- Requests 7.5% levy as full and final liability for investors
ISLAMABAD: The Private Power & Infrastructure Board (PPIB) has urged the Power Division to play its role in reinstatement of tax on dividends to 7.5 percent as full and final liability for investors, as otherwise shareholders of Independent Power Producers (IPPs) may consider it as creating negative sentiments for their investment, well-informed sources told Business Recorder.
The issue of increase in tax on dividends is already a reason of dispute between the Power Division and the Federal Board of Revenue (FBR) as almost all the IPPs including CPEC power projects have agitated against this with the relevant authorities including the Prime Minister.

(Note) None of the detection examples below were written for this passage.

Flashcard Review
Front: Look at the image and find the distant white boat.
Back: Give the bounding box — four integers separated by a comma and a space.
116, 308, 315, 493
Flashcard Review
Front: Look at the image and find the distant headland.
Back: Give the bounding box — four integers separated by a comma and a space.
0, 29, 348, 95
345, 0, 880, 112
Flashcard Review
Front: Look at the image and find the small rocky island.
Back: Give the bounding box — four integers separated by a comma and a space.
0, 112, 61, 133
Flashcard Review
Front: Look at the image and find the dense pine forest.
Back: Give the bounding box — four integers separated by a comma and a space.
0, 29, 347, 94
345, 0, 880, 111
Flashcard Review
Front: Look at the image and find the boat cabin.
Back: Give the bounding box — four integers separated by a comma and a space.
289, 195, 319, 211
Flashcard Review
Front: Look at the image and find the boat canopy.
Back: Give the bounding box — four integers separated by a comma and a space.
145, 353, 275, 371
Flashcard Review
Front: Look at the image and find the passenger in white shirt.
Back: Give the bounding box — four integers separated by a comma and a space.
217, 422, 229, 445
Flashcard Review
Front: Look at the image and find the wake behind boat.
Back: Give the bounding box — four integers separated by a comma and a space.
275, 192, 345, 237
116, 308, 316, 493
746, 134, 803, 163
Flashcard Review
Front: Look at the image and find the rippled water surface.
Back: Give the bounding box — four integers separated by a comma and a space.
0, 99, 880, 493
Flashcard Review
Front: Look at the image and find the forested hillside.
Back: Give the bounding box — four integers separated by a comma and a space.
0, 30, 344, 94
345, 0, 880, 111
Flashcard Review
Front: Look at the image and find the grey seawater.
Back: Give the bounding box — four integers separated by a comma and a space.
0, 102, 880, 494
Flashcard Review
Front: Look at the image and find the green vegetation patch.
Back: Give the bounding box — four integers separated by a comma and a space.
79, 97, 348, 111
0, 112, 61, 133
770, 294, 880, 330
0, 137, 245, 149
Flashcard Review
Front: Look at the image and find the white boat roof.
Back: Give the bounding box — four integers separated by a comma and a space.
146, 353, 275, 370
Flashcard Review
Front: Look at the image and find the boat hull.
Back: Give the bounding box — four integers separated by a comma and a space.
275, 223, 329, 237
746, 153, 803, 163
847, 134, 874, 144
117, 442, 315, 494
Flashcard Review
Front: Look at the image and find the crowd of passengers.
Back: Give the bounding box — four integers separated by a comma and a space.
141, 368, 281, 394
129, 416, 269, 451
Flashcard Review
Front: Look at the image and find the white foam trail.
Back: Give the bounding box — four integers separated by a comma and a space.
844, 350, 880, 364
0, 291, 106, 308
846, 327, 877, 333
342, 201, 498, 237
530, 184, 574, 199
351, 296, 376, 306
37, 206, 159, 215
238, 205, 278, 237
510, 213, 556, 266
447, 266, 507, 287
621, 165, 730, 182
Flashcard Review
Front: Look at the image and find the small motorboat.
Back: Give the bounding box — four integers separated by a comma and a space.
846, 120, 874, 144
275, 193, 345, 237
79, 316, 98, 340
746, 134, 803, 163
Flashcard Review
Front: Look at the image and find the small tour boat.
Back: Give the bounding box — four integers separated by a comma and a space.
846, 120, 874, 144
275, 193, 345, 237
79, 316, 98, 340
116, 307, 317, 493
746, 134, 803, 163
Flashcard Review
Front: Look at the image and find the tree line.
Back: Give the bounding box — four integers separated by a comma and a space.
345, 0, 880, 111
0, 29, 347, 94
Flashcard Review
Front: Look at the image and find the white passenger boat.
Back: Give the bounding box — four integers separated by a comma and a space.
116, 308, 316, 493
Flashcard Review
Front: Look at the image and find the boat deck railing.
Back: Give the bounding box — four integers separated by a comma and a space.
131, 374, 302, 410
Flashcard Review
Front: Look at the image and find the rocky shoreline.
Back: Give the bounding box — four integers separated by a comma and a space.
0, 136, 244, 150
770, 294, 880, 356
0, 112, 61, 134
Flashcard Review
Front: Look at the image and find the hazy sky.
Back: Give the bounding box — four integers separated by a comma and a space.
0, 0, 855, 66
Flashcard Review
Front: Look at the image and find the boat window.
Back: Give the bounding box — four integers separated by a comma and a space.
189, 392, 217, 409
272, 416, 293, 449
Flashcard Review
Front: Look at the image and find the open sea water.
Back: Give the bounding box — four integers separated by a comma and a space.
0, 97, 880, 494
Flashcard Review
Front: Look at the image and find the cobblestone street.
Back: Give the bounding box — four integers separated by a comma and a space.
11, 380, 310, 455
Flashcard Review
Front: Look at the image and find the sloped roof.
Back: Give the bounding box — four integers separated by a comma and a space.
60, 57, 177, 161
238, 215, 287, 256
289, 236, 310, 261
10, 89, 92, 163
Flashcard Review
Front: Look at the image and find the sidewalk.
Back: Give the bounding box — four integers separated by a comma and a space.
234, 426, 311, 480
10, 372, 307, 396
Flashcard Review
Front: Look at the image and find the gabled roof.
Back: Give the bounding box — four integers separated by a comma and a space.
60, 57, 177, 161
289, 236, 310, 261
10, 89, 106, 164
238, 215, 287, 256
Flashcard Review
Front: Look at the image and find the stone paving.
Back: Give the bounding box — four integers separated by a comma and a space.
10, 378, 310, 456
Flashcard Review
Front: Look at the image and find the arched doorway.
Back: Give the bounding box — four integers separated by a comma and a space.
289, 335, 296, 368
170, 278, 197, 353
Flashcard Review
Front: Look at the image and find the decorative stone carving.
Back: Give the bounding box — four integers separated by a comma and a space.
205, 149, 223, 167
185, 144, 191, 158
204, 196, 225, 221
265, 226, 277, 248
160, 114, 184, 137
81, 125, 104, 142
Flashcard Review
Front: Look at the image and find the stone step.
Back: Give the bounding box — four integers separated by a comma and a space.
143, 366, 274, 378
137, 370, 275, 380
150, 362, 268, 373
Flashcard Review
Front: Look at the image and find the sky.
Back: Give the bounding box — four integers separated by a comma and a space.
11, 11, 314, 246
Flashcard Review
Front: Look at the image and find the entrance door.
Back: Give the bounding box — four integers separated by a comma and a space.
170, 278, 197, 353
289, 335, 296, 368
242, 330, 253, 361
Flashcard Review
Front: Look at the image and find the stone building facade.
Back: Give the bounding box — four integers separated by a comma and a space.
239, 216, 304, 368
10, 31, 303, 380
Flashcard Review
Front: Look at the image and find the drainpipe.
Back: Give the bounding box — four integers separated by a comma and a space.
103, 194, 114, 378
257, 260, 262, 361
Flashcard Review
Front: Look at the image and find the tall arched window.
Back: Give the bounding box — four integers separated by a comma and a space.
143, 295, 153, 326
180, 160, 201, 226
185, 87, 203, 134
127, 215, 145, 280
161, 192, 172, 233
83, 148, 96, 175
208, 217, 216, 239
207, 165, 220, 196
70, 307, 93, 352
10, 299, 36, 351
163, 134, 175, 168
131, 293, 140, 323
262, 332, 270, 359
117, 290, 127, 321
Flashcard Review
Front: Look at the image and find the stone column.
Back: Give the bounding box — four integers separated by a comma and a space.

According to the PPIB, in order to attract much-needed private investments in Pakistan’s power sector, the government of Pakistan promulgated various power policies namely Power Generation Policy (PGP) 1994, 2002 and 2015, respectively. At the time of promulgation of all these PGPs, the dividend income of shareholders from IPPs was taxable at the rate of 7.5%, which was one of the basis upon which investment decisions were made by investor(s).
Subsequent to amendment to the Ordinance, various investors, particularly CPEC IPPs, have raised concerns that they have made substantial investments in dollars in various projects on the presumption that tax on dividend will remain at 7.5% and the increase in the tax rate has been leading to arbitrary reduction in rate of return for investors. Further, power sector in Pakistan is operating on single buyer mode which is strictly regulated by Nepra. The only return accruing to the shareholders of IPPs on their investment is Return on Equity (RoE) which ought to be paid in the form of dividends.
The PPIB maintains that IPPs are obligated to provide all the power generated by them to national grid at tariff determined by Nepra for the term of the Power Purchase Agreement (PPA) and have no other option/recourse to enhance their tariff or return due to increase in input costs or taxes as compared to other corporate/industrial businesses operating in Pakistan.
Accordingly, the PPIB understands that increasing any tax on dividends for IPPs that have already undertaken their investment decision and are either in operation or at an advanced stage of completion will certainly ‘erode’ the return of shareholders of such IPPs contrary to allowed/committed in tariff determinations by Nepra (majority of which are under CPEC framework).
The PPIB’s Joint Director (Finance & Policy) Shahid Mehmood in his letter to the Power Division has asserted that such major change would shatter the investors’ confidence and may also create negative sentiments for attracting much needed investment in power sector of Pakistan, particularly for meeting the challenging targets of renewable energy generation.